I thought it was appropriate to point out that my grandfather’s barn burned down last week.

Let me clarify. My grandparents both passed away in the mid 1990’s. At that point the farm was sold off. So, technically the barn hasn’t belonged to my family for a while.

In my heart, however, it will always be Grandpa’s barn.

Several members of my family had spent lots of time in that barn at one point or another. We’ve all milked cows, gathered eggs, fed calves, kicked around straw, and moved copious piles of animal manure in that barn. Goats, geese, chickens, cats, and cows lived entire lives in that gambrel building with the rough-hew posts and beams and the corrugated tin roof.

It was a class B milking barn, which meant Grandpa’s milk was used for cheese. His cows of choice were Swiss because they yielded a high milk fat and had a decent temperament (most of the time). He had a couple of Holsteins, but I recall they were always a bit skiddish and were hard to get the milkers on.

The gutters were cement grooves in the floor. The cows never seemed to actually poop in them, so it was a crusade to pace behind the cows during milking to scrape the fresh piles away before the cows were let back outside. Usually they’d also poop on their way back out for good measure. Grandpa had one of those old fashioned poop cradles (that’s not a technical term, that’s just what it looked like to me) that ran the length of the barn on a track. A person would drag the cradle along and shovel poop into it and haul full loads out to the manure spreader at the end of the track. In the winter the tractor never seemed to want to start, so Grandpa would hook up his draft horses to the spreader to haul it out to the fields.

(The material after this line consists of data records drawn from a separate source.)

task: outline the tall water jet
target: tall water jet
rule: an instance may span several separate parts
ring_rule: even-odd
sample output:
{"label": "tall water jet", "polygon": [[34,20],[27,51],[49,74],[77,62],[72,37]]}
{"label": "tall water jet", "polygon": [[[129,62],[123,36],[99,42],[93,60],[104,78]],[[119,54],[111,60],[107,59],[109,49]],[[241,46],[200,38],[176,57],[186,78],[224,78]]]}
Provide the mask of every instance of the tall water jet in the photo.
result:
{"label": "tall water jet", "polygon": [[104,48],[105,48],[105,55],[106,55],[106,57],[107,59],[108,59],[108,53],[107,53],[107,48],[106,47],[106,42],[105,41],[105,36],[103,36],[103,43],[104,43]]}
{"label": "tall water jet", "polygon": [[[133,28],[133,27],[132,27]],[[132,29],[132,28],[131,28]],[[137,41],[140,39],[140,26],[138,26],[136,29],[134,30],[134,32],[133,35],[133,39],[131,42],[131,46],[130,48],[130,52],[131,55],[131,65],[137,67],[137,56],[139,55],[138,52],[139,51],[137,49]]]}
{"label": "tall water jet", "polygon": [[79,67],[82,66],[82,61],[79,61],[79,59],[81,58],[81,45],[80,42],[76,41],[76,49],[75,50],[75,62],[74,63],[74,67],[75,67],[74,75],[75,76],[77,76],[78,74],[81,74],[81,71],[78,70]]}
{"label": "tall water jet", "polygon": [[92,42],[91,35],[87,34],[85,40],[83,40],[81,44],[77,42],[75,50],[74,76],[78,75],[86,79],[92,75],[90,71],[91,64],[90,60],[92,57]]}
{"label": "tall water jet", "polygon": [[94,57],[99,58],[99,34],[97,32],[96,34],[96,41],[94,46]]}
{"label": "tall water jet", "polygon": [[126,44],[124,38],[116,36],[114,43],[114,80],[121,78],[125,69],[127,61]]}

It was never an industrial operation, never more than fifty cows at the most. My Grandpa died of a heart attack at the kitchen table after cutting up a pig with a hacksaw. He left 20 milking cows in the barn at that time.

That barn will always be a symbol to me of an almost extinct way of life. Family farms are still around. All you have to do is attend a county fair to see that. But the farms that were self-sustaining with messes of kids and multi-colored cows set out to pasture are a good two generations gone. In my mind they’ll never be forgotten.